Mas acho que um erro coletivo dos seres humanos é fingir que não erram – ou não admitir o erro, o que dá quase na mesma.

Não estou falando aqui de erros grandes (Nosso aniversário de casamento era hoje? Putz), mas dos pequenos. Se pisamos no pé de outra pessoa, se esquecemos o aniversário de uma pessoa querida, se esquecemos de devolver o CD que ela pediu… Em vez de simplesmente pedirmos desculpas, quantas voltas damos para que não percebam que houve um erro?

“Não esqueci do teu aniversário… Meu celular estava sem crédito!” (Culpa do coitado do objeto.)

“Olha, eu ia chegar na hora, mas o trânsito, viu, nunca imaginei que ia ter trânsito assim em São Paulo!” (Culpa da cidade em que se mora há anos e que, pelo visto, ainda não se conhece.)

“Não, não fui mal-educado. É o meu jeito: sou sincero, autêntico. As pessoas é que não me entendem.” (Culpa do universo. Está todo mundo errado, menos eu.)

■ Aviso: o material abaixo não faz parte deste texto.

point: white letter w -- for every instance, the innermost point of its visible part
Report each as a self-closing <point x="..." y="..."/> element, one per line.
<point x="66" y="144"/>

Tem também a tática de tentar se transformar de “sujeito que pratica a ação” em “sujeito que sofre a ação” (método eternizado pelo filósofo Homer Simpson e sua frase “a culpa é minha e eu a coloco em quem quiser!”).

“Eu ia te devolver, mas a faxineira arrumou a casa e sei lá onde ela enfiou. Semana que vem eu pergunto para ela e te entrego.” (Culpa da coitada da faxineira.)

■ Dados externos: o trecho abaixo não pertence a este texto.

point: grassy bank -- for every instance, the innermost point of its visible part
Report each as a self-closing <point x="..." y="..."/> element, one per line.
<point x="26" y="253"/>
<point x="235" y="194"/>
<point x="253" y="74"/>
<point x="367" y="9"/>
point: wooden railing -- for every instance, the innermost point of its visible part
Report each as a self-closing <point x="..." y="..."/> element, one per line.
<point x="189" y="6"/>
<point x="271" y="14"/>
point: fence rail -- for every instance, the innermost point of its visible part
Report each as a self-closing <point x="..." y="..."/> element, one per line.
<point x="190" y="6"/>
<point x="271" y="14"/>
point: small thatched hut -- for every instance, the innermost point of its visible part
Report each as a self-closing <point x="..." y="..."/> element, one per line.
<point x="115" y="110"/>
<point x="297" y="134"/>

“Olha, vou ser sincero: não perdi o seu chaveiro. Ele que desapareceu.” (Culpa de forças ocultas – teoria da conspiração?)

“Te acordei? Mas você também dorme até tarde, hein?” (Culpa sua! Quem mandou dormir até a hora que quer?)

E, claro, se o pior cego é aquele que não quer ver, o pior mentiroso é o que finge que acredita nas próprias desculpas.

“Eu ia à academia. Aí lembrei de uma coisa importante e fiquei em casa.” (É…)

“Segunda, ah! Segunda eu começo a dieta.” (É…)

“Só mais cinco minutos. Aí desligo a TV e vou trabalhar.” (É…)

Acho que deveríamos perder a vergonha de errar. Já perdemos a vergonha de tanta coisa muito pior: de ser egoístas no trânsito; de esquecer em quem votamos; de chegar meia hora atrasados para o que quer que seja. Por que não perder o medo de errar?

Isso não quer dizer, claro, desencanar completamente e chutar o pau da barraca… Apenas, talvez, tentar evitar que o primeiro erro (inevitável – afinal, somos humanos) vire um segundo (a mentira).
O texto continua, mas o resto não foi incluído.